I do sympathize with their goals, to protect their users from potentially
costly mistakes, such as installing a software, which has the wrong license.
Such as code like randlib, which was once published in the ACM magazine, and
therefore has the interesting license restriction that it should not be used
"for financial gain". Which would be a problem if you want develop commercial
software. An even bigger problem would be to use GNU licensed software, go
figure. But anyway, there should be a way to check licenses when you install
potential "nonfree" packages. Apparently some people care about this stuff.

But the actual case was made against cpanm, which is the second perl package
manager, in
[https://tracker.pureos.net/T277](https://tracker.pureos.net/T277), because
"cpanminus is a helper tool to download perl modules distributed as part of
CPAN. As such it is a domain-specific package manager, which potentially
involves nonfree code - and is outside the control of PureOS. The package
should be blocked from getting included from Debian into PureOS."

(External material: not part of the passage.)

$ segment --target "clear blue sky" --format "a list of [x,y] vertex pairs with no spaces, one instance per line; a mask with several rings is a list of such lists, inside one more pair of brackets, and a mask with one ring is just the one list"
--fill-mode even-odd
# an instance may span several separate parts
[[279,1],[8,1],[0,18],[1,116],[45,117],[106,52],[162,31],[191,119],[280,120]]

This is of course a ridiculous stance on native package managers. And then you
need to block besides all package managers (pip, cpan, npm, go, ...), also
wget, curl and firefox/chromium. But I also feel a bit of sympathy over these
concerns. Technically it's trivial to solve, because the CAPN database, as
well as most other such package databases, pypi, php, npm, emacs, ... all have
a mandatory LICENSE field, and the pureos-enabled package manager would just
check this field, and then either warn or error. So you'd need two additions:
a list of licenses to warn about, and a policy: warn or error.

But discussing this with cpanm, the client in question makes no sense at all.
The questions would be, who decides what's non-free or not? PureOS, Debian,
fedora or the FSF? Or some other entity which could decide on such issues. In
this case it would be most likely PureOS. So they would need to help upstream
development to decide how to implement such a new feature. It would cost about
1hr of work, but first you need to plan it. give it a list of free licenses,
or a list of nonfree licenses, which list is bigger? list or regex. SPDX?
Upstream has no idea. The bigger native packagers are much more important in
such wide-reaching new policy decisions, such as npm or pypi, or emacs and
cpan.

As it turns it this pureos fellow has no interest at all in solving these
issues, and on the other side pypi also has zero interest into helping pureos
with their goal. Interestingly the pureos guy said on the pypi ticket the
complete opposite than on the pureos ticket. He is not interested to block pip
from being distributed with pureos, even if pypi has many packages with
nonfree licenses or unclear licenses. Same for npm. Same for all other package
databases and package clients.

So it looks like they just selectively picked the smallest packager from a
random observance. They are certainly not interested at all in helping with
the open questions to solve it for the users. But users can decide by
themselves. Look at the license. That's called freedom.